Actually enjoyed working in Rwanda today, I think for the first time.
I am getting used to the pace, and beginning to accept that sh*t happens.
Our driver was ten minutes late, so we came into the middle of the morning case presentations. When the presenter speaks loud enough I can follow his French. I think I made a few useful points (in English, I'm afraid). Had a decent discussion with one of the senior residents about a couple of cases. Got to the OR and there was no-one there. Looked over one of the old anesthesia machines and tried to figure how it worked. Went to the tea room and did some reading.
Eventually the first case arrived, but there was no endotracheal tube of the correct size. I made a big fuss about this. This is the University Hospital of the capital city, where they do a lot of paediatric cases. There is no reason why they should not be able to keep a supply of paediatric sized tubes in stock. After much prolonged discussion I cancelled the case. I talked tot he only staff anesthesiologist around, whio was in the ICU, and he eventaully found the rightr size tube in ICU and the case was un-cancelled and done in a different room by a nurse anesthetist, who decided not to use the tube I had found but the smaller one I had said was too small. Odd.

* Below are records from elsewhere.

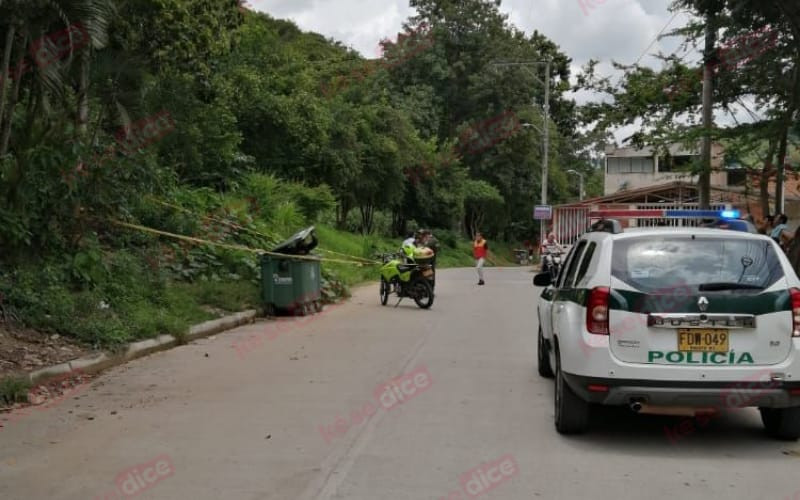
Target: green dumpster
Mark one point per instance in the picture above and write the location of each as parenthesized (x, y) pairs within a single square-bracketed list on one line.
[(291, 282)]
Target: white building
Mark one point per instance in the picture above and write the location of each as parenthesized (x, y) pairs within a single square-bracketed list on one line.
[(629, 168)]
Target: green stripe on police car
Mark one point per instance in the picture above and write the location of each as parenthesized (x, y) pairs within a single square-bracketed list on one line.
[(696, 358)]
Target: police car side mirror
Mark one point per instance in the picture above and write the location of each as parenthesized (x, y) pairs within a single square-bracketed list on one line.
[(543, 279)]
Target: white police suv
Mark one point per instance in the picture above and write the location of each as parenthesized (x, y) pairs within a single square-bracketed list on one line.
[(678, 321)]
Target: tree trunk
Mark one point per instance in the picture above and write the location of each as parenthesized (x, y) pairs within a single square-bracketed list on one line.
[(6, 124), (4, 77), (764, 189), (785, 125), (82, 115), (704, 180)]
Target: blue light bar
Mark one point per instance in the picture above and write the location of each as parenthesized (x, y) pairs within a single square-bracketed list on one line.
[(694, 214), (729, 214)]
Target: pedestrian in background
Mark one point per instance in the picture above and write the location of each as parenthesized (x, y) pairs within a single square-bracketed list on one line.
[(480, 250)]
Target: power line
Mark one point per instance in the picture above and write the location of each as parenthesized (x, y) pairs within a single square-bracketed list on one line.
[(657, 37)]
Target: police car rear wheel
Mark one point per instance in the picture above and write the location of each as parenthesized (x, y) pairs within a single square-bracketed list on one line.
[(782, 423), (543, 357), (572, 413)]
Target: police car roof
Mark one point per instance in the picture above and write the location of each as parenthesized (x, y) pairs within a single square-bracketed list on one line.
[(704, 231)]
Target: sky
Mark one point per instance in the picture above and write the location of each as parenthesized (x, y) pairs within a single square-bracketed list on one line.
[(604, 30)]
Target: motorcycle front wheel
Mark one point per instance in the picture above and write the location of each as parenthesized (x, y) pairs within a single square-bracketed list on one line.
[(384, 291), (422, 293)]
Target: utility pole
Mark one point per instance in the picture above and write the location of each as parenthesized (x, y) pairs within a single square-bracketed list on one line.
[(580, 186), (546, 157), (704, 179), (545, 129)]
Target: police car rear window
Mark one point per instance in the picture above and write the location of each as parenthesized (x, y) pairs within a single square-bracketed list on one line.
[(659, 264)]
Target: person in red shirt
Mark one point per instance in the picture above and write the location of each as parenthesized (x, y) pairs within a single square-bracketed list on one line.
[(480, 250)]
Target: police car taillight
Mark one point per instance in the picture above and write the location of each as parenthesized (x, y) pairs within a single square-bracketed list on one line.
[(597, 311), (795, 294)]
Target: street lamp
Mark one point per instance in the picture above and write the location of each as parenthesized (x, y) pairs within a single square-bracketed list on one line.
[(580, 188)]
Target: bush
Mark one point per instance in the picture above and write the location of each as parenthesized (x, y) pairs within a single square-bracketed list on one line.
[(14, 390)]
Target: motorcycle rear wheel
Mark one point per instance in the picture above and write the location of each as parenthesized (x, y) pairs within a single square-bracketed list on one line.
[(384, 291), (422, 293)]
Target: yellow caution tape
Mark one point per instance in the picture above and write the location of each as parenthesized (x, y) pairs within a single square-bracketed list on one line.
[(238, 226), (242, 248)]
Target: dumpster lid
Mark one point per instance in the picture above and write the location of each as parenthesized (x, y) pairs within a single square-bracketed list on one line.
[(301, 243)]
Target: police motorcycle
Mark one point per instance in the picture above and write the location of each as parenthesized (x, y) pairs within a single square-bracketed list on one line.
[(409, 274)]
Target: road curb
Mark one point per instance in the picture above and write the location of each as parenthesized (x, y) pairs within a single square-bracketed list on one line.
[(98, 362)]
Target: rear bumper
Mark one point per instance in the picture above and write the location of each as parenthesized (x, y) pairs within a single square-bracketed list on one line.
[(717, 395)]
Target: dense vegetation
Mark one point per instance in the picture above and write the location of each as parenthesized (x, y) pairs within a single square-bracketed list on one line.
[(204, 119)]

I was getting very frustrated working with one of the weaker residents, who seems not to remember anything I tell him, so I decide to go for an early lunch. As I headed out I saw a trail of fresh blood leading into one of the other ORs. This is never a good sign,,,,,
I wnt in to find one of the final year residents dealing with a patient who had a massive burn . A gas explosion had burnt his face, chest, both arms and upper thighs, about 30% of his body in all. He also had a depressed skull fracture and was bleeding from a skull laceration. At this time he was talking but not co-operative with examination. Two IVs had been started and the resident was working on a third. I put on the monitors and oxygen. No BP was obtainable. He has a slight tachycardia and a saturation of 90%.
Clearly he needed intubation, And clearly it would be a challenge.....
In the end I was able to topicalise the airway, and with a little sedation and two people holding him down we decided we could see enough to intubate. So we did a modified rapid sequence induction with a small dose of propofol, checking we could ventilate with cricoid pressure in place, then sux and a 7 tube with stylet. That all went well.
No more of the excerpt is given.